Puis, pendant que l'aimable Kurde se dirigeait du côté des fenêtres du salon, qui s'ouvraient sur le Bosphore:

«Le moment est venu, je crois, dit-il à Kéraban, de lui apprendre que ce mariage est nul!

--Aussi nul, Van Mitten, que s'il n'avait jamais été fait!

--Vous m'aiderez bien un peu, Kéraban, dans cette tâche ... qui ne laisse pas d'être scabreuse!

--Hum!... ami Van Mitten, répondit Kéraban, ce sont là de ces choses intimes ... qu'on ne doit traiter qu'en tête-à-tête!

--Diable!» fit le Hollandais.

Et il alla s'asseoir dans un coin, pour chercher quel pourrait être le meilleur mode d'opérer.

«Digne Van Mitten, dit alors Kéraban à son neveu, quelle scène avec sa Kurdistane!

--Il ne faut pourtant pas oublier, répondit Ahmet, que c'est pour nous qu'il a poussé le dévouement jusqu'à l'épouser!

--Aussi lui viendrons-nous en aide, mon neveu! Bah! il était marié, au moment où, sous peine de prison, on l'a obligé à contracter ce nouveau mariage, et, pour un Occidental, c'est un cas de nullité absolue! Donc, il n'a rien à craindre ... rien!

--Je le sais, mon oncle, mais, quand madame Saraboul recevra ce coup en pleine poitrine, quel bondissement de panthère trompée! ... Et le beau-frère Yanar, quelle explosion de poudrière!

--Par Mahomet! répondit Kéraban, nous leur ferons entendre raison! Après tout, Van Mitten n'était coupable de quoi que ce soit, et, au caravansérail de Rissar, l'honneur de la noble Saraboul n'a jamais, de son fait, couru l'ombre d'un danger!

--Jamais, oncle Kéraban, et il est clair que cette tendre veuve cherchait à se remarier à tout prix!

--Sans doute, Ahmet. Aussi n'a-t-elle pas hésité à mettre la main sur ce bon Van Mitten!

--Une main de fer, oncle Kéraban!

--D'acier! répliqua Kéraban.

--Mais enfin, mon oncle, s'il s'agit tout à l'heure de défaire ce faux mariage....

--Il s'agit aussi d'en faire un vrai, n'est-ce pas? répondit Kéraban, en tournant et retournant ses mains l'une sur l'autre comme s'il les eût savonnées.

--Oui ... le mien! dit Ahmet.

--Le nôtre! ajouta la jeune fille, qui venait des'approcher. Nous l'avons bien mérité?

--Bien mérité, dit Sélim.

--Oui, ma petite Amasia, répondit Kéraban, mérité dix fois, cent fois, mille fois! Ah! chère enfant! quand je songe que, par ma faute, par mon entêtement, tu as failli....

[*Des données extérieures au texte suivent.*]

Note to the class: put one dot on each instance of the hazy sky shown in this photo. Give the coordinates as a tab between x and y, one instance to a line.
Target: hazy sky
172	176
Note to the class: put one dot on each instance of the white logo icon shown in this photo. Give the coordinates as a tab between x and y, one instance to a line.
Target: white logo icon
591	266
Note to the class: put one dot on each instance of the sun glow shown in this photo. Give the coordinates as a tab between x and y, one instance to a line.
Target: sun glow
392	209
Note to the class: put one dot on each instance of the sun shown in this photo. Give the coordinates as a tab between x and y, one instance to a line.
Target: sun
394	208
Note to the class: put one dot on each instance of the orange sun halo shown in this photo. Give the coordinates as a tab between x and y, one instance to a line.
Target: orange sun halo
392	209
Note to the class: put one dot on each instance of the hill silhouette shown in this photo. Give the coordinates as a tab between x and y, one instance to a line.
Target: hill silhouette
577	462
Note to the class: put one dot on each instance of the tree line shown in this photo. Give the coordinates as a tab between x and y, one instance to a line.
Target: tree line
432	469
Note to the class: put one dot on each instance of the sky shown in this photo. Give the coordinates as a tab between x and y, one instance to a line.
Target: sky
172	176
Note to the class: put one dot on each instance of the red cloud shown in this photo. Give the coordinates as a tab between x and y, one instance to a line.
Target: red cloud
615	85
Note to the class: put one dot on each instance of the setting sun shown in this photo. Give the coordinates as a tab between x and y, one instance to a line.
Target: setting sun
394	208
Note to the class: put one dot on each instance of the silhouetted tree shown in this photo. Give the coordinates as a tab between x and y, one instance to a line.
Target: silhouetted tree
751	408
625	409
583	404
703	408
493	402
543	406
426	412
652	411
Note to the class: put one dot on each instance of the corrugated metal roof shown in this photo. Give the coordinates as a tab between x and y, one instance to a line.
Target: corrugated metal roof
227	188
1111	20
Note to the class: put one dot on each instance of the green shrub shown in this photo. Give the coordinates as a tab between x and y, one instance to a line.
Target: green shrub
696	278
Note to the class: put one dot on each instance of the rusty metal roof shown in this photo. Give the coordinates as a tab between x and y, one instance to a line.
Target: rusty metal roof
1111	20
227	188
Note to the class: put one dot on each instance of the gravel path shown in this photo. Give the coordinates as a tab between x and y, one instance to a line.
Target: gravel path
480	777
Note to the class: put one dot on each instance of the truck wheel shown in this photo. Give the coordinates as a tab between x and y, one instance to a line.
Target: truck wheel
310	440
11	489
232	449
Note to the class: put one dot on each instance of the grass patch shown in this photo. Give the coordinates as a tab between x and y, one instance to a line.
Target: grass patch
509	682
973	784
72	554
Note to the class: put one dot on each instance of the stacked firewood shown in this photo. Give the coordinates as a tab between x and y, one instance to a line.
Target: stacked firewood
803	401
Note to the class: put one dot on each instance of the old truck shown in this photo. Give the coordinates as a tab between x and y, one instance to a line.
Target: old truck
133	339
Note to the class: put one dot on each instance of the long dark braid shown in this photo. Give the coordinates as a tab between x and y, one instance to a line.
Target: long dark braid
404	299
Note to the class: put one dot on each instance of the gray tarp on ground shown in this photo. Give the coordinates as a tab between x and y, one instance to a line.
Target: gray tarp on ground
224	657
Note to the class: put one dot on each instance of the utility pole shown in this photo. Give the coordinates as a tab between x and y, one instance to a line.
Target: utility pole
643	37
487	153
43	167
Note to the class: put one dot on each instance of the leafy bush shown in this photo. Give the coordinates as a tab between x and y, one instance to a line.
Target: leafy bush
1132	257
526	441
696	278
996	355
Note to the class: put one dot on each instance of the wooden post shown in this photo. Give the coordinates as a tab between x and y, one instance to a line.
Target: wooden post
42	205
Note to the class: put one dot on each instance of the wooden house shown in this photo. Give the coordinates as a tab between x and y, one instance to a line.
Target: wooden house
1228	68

--Bon! Ne parlons plus de cela! dit Ahmet.

--Non, jamais, oncle Kéraban! dit la jeune fille en lui fermant la bouche de sa petite main.

--Aussi, reprit Kéraban, j'ai fait voeu ... Oui!... j'ai fait voeu ... de ne plus m'entêter à quoi que ce soit!

--Je voudrais voir cela pour y croire! s'écria Nedjeb en partant d'un bel éclat de rire.

--Hein? ... Qu'a-t-elle dit, cette moqueuse de Nedjeb?

--Oh! rien, seigneur Kéraban!

--Oui, reprit celui-ci, je ne veux plus jamais m'entêter ... si ce n'est à vous aimer tous les deux!

--Quand le seigneur Kéraban renoncera à être le plus têtu des hommes!... murmura Bruno.

--C'est qu'il n'aura plus de tête! répondit Nizib.

--Et encore!» ajouta le rancunier serviteur de Van Mitten.

Cependant, la noble Kurde s'était rapprochée de son fiancé, qui restait tout pensif en son coin, trouvant sans doute sa tâche d'autant plus difficile qu'à lui seul incombait le soin de l'exécuter.

«Qu'avez-vous donc, seigneur Van Mitten? lui demanda-t-elle. Je vous trouve l'air soucieux!

--En effet, beau-frère! ajouta le seigneur Yanar. Que faites-vous là? Vous ne nous avez pas amenés à Scutari pour n'y rien voir, j'imagine! Montrez-nous donc le Bosphore comme nous vous montrerons dans quelques jours le Kurdistan!»

A ce nom redouté, le Hollandais tressauta comme s'il eût reçu la secousse d'une pile électrique.

«Allons, venez, seigneur Van Mitten! reprit Saraboul en l'obligeant à se lever.

--A vos ordres ... belle Saraboul! ... Je suis entièrement à vos ordres!» répondit Van Mitten.